Mycroft describes itself as the first open source voice assistant. I recently had the chance to sit down and have a lengthy conversation with company co-founder and CEO, Joshua Montgomery. This is the first part of the interview and has been edited for readability. Voicebot first spoke with Josh in December 2016 and a lot has happened since then.
Josh, it’s been over six months since we last spoke. Can you please update Voicebot readers on where you were and where you are now?
Six months ago we were in talks with Jaguar / Land Rover. We were also pre-500 Startups so that hadn’t happened yet and the software was still, and is still in early stages. I think we’ve made a lot of progress in the last six months.
We have had a team at Jaguar / Land Rover since January where they’ve been working directly with Jaguar’s engineers on a number of different applications. We’ve been integrating into the Jaguar F type sports car. We see a clear path forward to become the voice platform for Jaguar. I’m not saying we will, but we see a clear path for it. We were also invited to join 500 Startups and are working to really accelerate growth and accelerate awareness in open source community and the general business community. There have been a lot of press mentions … and that is feeding into our overall strategy which has been to position ourselves as the open alternative to Siri, etcetera.
Can you expand on Mycroft’s Value Proposition?
Silicon Valley is building great technology: Alexa, Siri, Cortana, Google Assistant. At the same time those companies are also having all the data sent to them. There is this entire community both in the enterprise world and in individuals who are looking to use technologies that don’t send their data to Amazon, Google and Facebook. What we are trying to do is build a voice assistant for everybody who is not [one of the] five major Silicon Valley giants. Our approach to the problem is a little unique in that we are building an entire voice stack—automated speech recognition, natural language processing and speech synthesis engine. We are building tactics and techniques to take the incoming data the system is generating and making it public so the community train out on the underlying technology.
We are unique in being extremely open about everything. Our little speaker, the reference device, is a certified open hardware device. The schematics are online. The CAD files are online. All of the software is open. Under the concept is that everyone should have access to this type of technology.
Sounds like you see training data is a community resource. How are you thinking about this right now?
We do have a very active community. We have 1,175 members in the community right now and around 6,000 users.

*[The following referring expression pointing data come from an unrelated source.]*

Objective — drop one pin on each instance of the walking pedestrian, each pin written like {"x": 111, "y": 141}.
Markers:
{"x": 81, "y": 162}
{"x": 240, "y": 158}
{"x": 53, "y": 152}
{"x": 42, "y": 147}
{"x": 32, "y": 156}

So, we are getting a lot of data for people to use. The technology is too important to the future to keep people from it. As a result, we need to democratize it. Machine learning is kind of a unique application of software because you could build the best algorithm out there, but unless you have data to train the algorithm, it doesn’t matter. The data is really a key component.
If we are going to democratize this, we need to make data not only available for us because we have limited resources for development—26 full time staff this summer, of which 10 are interns. So, we have 16 full time staff. We can’t do everything. The whole thesis behind open source software is that you have this great community of developers out there contributing to the project and have access to the data set really help move everything forward. In exchange for the contributions they are making, the company makes a commitment that they can use the resulting technology however they choose.

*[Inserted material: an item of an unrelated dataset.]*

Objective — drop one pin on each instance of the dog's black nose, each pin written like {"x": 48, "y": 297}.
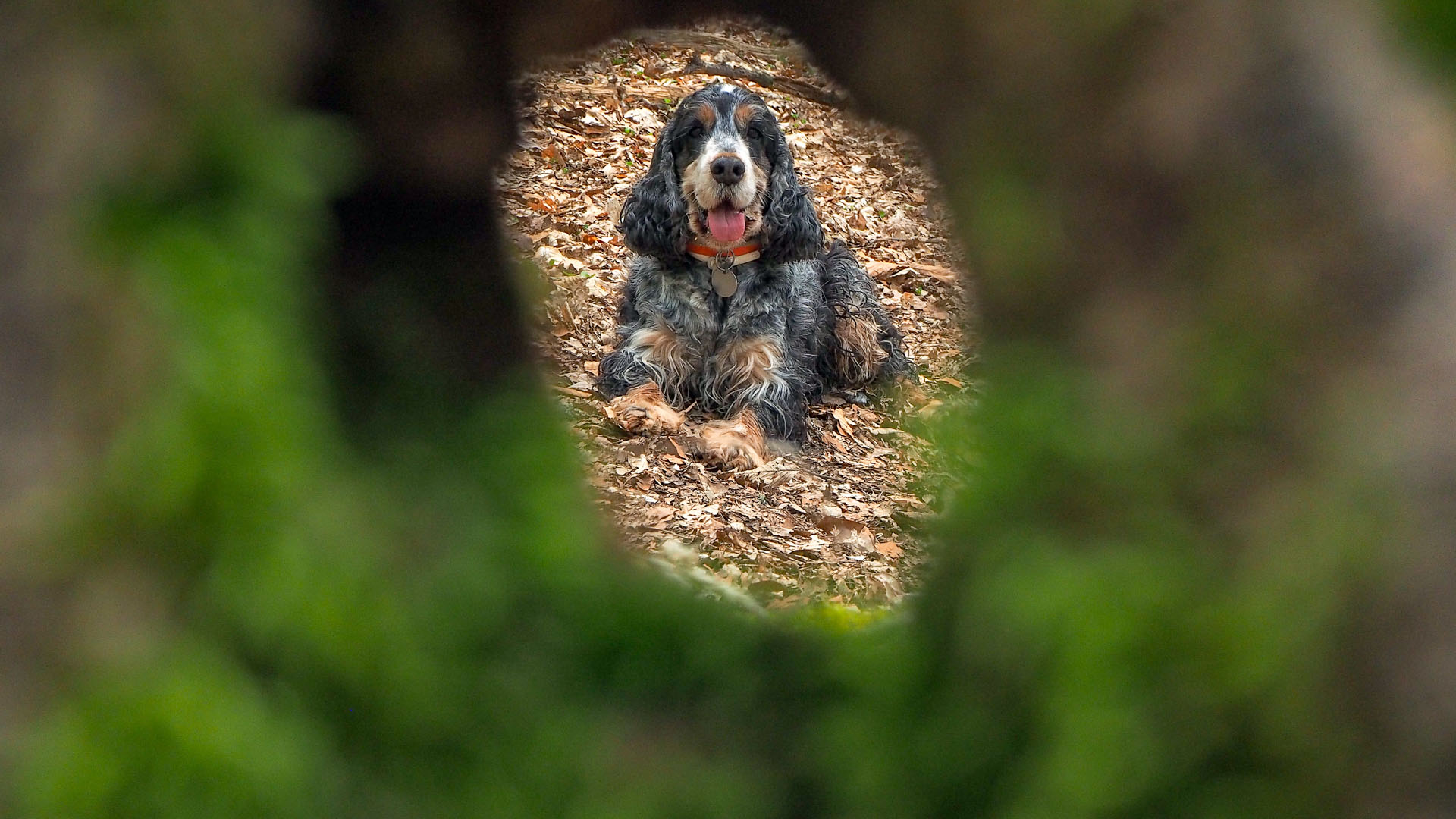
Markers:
{"x": 727, "y": 169}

This makes sense. You have data and so do the big technology platforms. What makes you different then?
One of the things no one is talking about … is how ubiquitous these interfaces are becoming. Given that you’ve go consolidation going on in this space, I’d say there are probably six companies, maybe seven, have a realistic chance in the space. If you are going to interact with an agent all day, that agent is going to be responsible for screening your phone calls, or accessing your email and eliminating spam. It’s going to be responsible for scheduling meetings and it’s going to be helping you buy things. It’s going to be responsible for all of these various activities that you do all day. Who do you want that agent to represent?
That path that we are going on today with the Silicon Valley majors leading the way, the agent that you interact with all day long will be the one that represents that company. So, let’s say you are an Apple user. You love your Apple computer and Apple Watch. You’ve got an iPhone. You’ve got Apple’s HomePod. You will interact with Siri all day and Siri will represent Apple’s interests. So, if you say, “I want to buy a song. I want to listen to Dre’s new album.” It’s going to sell you that through Apple’s iTunes store. And, maybe not sell it to you through Google that may have a better price or Amazon that may have a better price or not stream it through Spotify. It’s going to make the decision based on Apple’s incentives.
Music is one small piece of that. But think about it in the context of allowing interruptions. Your agent acts as the screen on your phone. The agents will become smart enough to know whether it should interrupt you. My question is, do you want it to interrupt you when a sales person pays the company that owns your agent to allow it to interrupt and you get a sales call? Or, do you want it to interrupt you when it’s your Mom and she is saying your Dad is sick? It’s the concept of agency which is really big in a lot of open source communities. We view the agent we are building as an agent for the user. Today, that might not be hugely important as it will be in 10 years. However, if we don’t build an open stack today all of these agents will represent some corporate entity. And that’s a huge problem. We are the open source opportunity to fix that problem.